According to Social Media Today, 75% of marketing teams use some kind of automation tool. But at the same time, we all want more personalisation and human interaction (because who wants to feel like they're talking to robots?).
So how to balance the two? This article offers a handful of suggestions, including:
- Offer timely, valuable content (deliver personalised emails, with quality over quantity)
- Respect consumer privacy (don't go too far with the personalisation, which can repel customers)
- Enhance the customer experience (relationships come first, automation tools support them)
- Combine automation and human touch (master the art of the follow-up)
In this article, they suggest taking more traditional PR approaches to get coverage for your brand or business, rather than setting out with the main goal of acquiring backlinks for your website.

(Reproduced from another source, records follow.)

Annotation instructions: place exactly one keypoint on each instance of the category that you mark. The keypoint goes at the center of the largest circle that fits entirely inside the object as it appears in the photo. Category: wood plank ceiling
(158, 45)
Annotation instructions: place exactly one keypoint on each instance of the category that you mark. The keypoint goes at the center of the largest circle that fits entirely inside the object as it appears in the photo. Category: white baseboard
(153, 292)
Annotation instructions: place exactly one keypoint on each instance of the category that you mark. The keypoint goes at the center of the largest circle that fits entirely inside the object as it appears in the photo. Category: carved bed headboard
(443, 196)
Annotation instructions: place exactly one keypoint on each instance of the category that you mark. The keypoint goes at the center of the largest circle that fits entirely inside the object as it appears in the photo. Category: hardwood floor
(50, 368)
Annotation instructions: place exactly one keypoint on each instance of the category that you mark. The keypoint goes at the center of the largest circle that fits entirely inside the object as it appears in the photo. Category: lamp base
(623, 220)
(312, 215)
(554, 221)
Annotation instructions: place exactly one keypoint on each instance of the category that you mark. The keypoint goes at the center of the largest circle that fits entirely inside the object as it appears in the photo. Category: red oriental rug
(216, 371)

It makes sense, when you think about it: if you get featured in a legit publication (i.e. a website with high authority and relevancy), a link back to your website is practically a given anyway - with the added bonus of addition exposure for your business.

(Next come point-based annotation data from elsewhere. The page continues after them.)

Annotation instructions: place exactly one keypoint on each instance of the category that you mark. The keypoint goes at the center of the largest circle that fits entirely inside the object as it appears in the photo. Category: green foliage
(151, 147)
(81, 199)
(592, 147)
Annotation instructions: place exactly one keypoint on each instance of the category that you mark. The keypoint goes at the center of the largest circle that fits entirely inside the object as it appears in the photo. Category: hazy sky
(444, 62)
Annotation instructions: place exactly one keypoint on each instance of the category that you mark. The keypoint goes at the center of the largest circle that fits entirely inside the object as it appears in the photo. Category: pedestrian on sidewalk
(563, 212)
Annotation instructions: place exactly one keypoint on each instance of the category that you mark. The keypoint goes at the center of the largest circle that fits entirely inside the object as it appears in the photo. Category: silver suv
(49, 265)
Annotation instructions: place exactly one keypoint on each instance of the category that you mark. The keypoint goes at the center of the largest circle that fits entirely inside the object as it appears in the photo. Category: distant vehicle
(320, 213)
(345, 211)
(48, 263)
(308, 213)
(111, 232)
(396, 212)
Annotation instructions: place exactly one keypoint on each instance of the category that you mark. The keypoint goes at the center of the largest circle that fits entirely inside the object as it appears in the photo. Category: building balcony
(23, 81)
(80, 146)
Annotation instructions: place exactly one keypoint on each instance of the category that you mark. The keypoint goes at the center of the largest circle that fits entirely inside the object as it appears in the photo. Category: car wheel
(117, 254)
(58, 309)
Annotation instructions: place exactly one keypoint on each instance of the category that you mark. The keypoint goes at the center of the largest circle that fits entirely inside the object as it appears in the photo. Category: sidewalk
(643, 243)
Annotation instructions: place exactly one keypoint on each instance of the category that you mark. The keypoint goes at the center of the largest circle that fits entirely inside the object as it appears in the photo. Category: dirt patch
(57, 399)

So how do you do this? Well, it might require a bit more work than just asking for a backlink. You actually have to pitch journalists and publications with a creative story idea, and you have to stand out. But if you have a good copywriter or digital marketing company in Melbourne working for you, this should be a cinch.
According to this article, earlier this month Google stated that "Our systems aren’t too picky and we’ll try to work with the HTML as we find it — be it one H1 heading, multiple H1 headings or just styled pieces of text without semantic HTML at all."
In other words, what we all took as SEO gospel may not actually be truth. It's long been established that each page of a website should have ONE h1 tag, and then subheader tags beneath it. But according to Google, apparently it doesn't matter how many h1 tags or subheader tags a page has.
Despite this, it's still a good idea to continue using header tags as before. The header hierarchy helps to group topics and makes it easier for people to read content without necessarily having to read every single word on the page. What's more, headers are good for accessibility purposes, particularly those who rely on screen reading technology.